Objectives: Inflamed dental pulp recruits monocytes and becomes fibrotic as it undergoes necrosis. The role of extracellular matrix (ECM) in mechanical regulation of monocytes remains unknown. Here, we study the bone marrow (BM) niche as a model, similar to dental pulp, which is normally a viscous solid; stress dissipates rapidly over-time while static deformation is applied. We hypothesized that viscous/elastic mechanical properties of ECM impact the fate of monocytes, and thus could contribute to inflammation.

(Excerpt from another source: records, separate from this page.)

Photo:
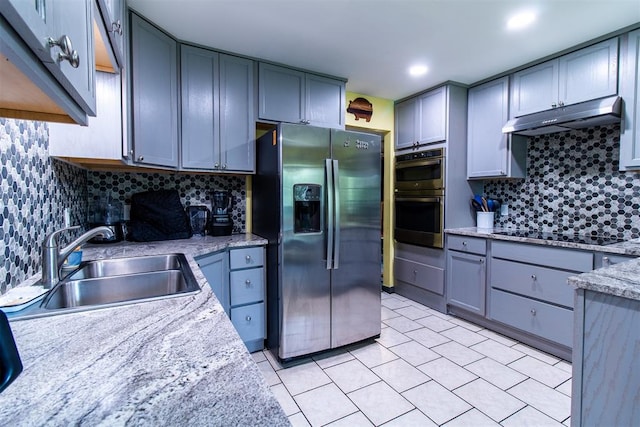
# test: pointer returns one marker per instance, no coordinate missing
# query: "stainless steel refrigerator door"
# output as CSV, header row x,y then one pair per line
x,y
356,282
305,303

Methods: Human BM, obtained from fracture hematomas, was mechanically characterized. An artificial ECM of a chemically-modified polysaccharide and type-I collagen was fabricated with viscous or elastic properties of stiffness similar to human BM and dental pulp. Human BM monocytes were isolated and encapsulated in viscous or elastic matrix. After three days, monocytes were retrieved and characterized by cytokines with Luminex and ELISA, gene expression with bulk RNA-sequencing and a nanoString myeloid panel, and surface markers with flow cytometry. Multi-photon confocal imaging monitored F-actin cytoskeleton of monocytes in artificial ECM tested with a panel of cytokines and inhibitors related to mechanotransduction. Gene expression of human BM biopsies with fibrosis was determined by a nanoString inflammation panel. Statistical significance was determined by appropriate tests, p<0.05. Monocyte experiments were repeated with at least 3 donors.

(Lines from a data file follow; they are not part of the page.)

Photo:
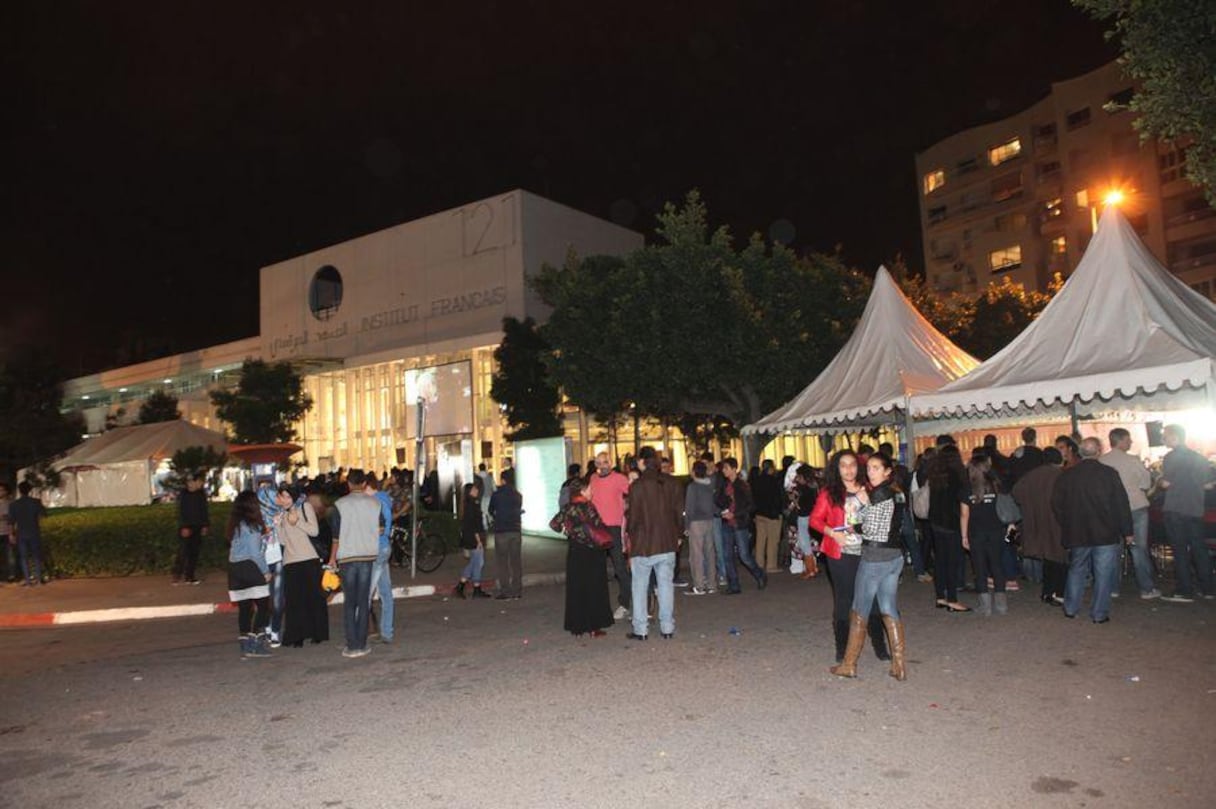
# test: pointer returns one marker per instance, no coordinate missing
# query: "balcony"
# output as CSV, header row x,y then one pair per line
x,y
1194,262
1188,217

Results: At constant stiffness, solid-like ECM elasticity upregulated dendritic cell differentiation and pro-inflammatory markers, whereas monocytes in faster-relaxing viscous ECM expressed immature markers. Elasticity upregulated the cortical F-actin cytoskeleton, which was dependent on PI3K-gamma signaling. Inhibition of PI3K-gamma blocked the effects of elasticity on differentiation, as well as secretion of IL8, CCL2, IL6, and CCL4. Gene expression of IL8 and CCL2 was also upregulated in biopsies of advanced BM fibrosis.
Conclusions: Together, these data demonstrate how elasticity of ECM directs monocyte cell fate and polarization, and revealed PI3K-gamma as a potential therapeutic target in fibrosis and inflammation.